家族の事でも敵の事でも、ましてや戦争の事でもなんでもない言葉に、沈黙する。

意味がわからない。



「……どういう事だ?」
「いや、何ていうかさ、その破れた服から見える肉体って言うか地肌っていうかむしろ腹が、こう」



見てるとムラムラするんだ、と双識は言った。ざっと百メートルほど引こうとして、壁に体を密着させるだけの結果になる。

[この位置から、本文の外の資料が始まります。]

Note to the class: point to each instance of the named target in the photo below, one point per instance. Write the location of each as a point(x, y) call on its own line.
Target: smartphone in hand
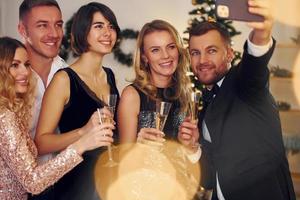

「そう引かないでくれよ。俺だって驚いてるんだよ。同性に抱いていい感情はモエモエまでじゃないか?」
「いや、モエモエもどうかと思うがつーかモエモエってなんだとかそんな事はとりあえずどうでもいいとして、お前がさっきからこっちを向かないのは向くとやばいからなのか。そうなんだな」
「その通りだよ。実はさっきからそっちを向きたくてしょうがない」
「向くなよ! 絶対向くなよ!」
「わかってるよ。だからね、軋識君。君は破れない服を開発するべきだと、そう言っているんだ」
「いや、お前は俺をなんだと思ってるんだ……? お前が我慢すればいいだけの事だろうが」
「甘いな。軋識君は問題は俺にあると見てるようだけど、それは違うと思うよ。問題は軋識君にある。ここに断言してもいいが、そのままの格好を持続するなら、必ず第二、第三の零崎双識が出てくるとみて間違いはない」
「第二第三のお前とか嫌過ぎる……!」
「失礼だな、それは。とりあえず今君がすべきは、その服をどうにかまともな服にする事だよ」
「……まあ、例えお前の助言に従うとしても……今新しい服を調達する余裕なんざねえだろうが」
「それは確かにそうだな。うん、なら俺の服と交換すればいいよ。血はついてるけど破れてはいないからね」
「いや……そこまでした方がいいのか……?」
「襲われてから後悔しても遅いと思うけどね。ほら、脱げよ軋識君。服を変えよう」
「あ……いや……?」
「ほら、さっさと脱げばいいじゃないか!」
「ちょっと待てお前ただ脱がしたいだけなんじゃないかこの変態!」
「……密室……二人きり……破れた服……」
「意味深な言葉を連呼するな!」
「生命の危機を感じた時、生物は子孫を残そうとして性欲が増大するそうだよ」
「意味深な薀蓄を披露するな!」
「じゃあ頼むよ。舐めるだけ!」
「ここでハグだけとかキスだけとか言えねえのがお前の変態たる所以だと気付けよ! 舐めるだけってそれかなり許してるじゃねえか!」
「馬鹿だなあ軋識君は! ハグもキスもそんなの許可貰わずにやるよ!」
「堂々と言えば許されるとか思ってんな! ああ畜生早く来やがれ曲識―っ!」
「曲識君がくれば解決するとは限らないけどね? むしろ解決するのか、って感じだけど」



がしり、と肩を何者かにつかまれた。
いや、何者かって、双識しかいないのだが。



「じゃあとりあえず、キスから行っておこうか軋識君」
「おい双識!? 冗談だよな双識! こんな大変な時期にそんな馬鹿なことマジで思ってるわけじゃねえよな! 冗談ならまだ許してやるからちょっやめ……っ!」



とりあえず。
次の戦闘からは服を破かないようにしようと思う余裕が出来たのは、満身創痍で双識を殴り倒した後の事。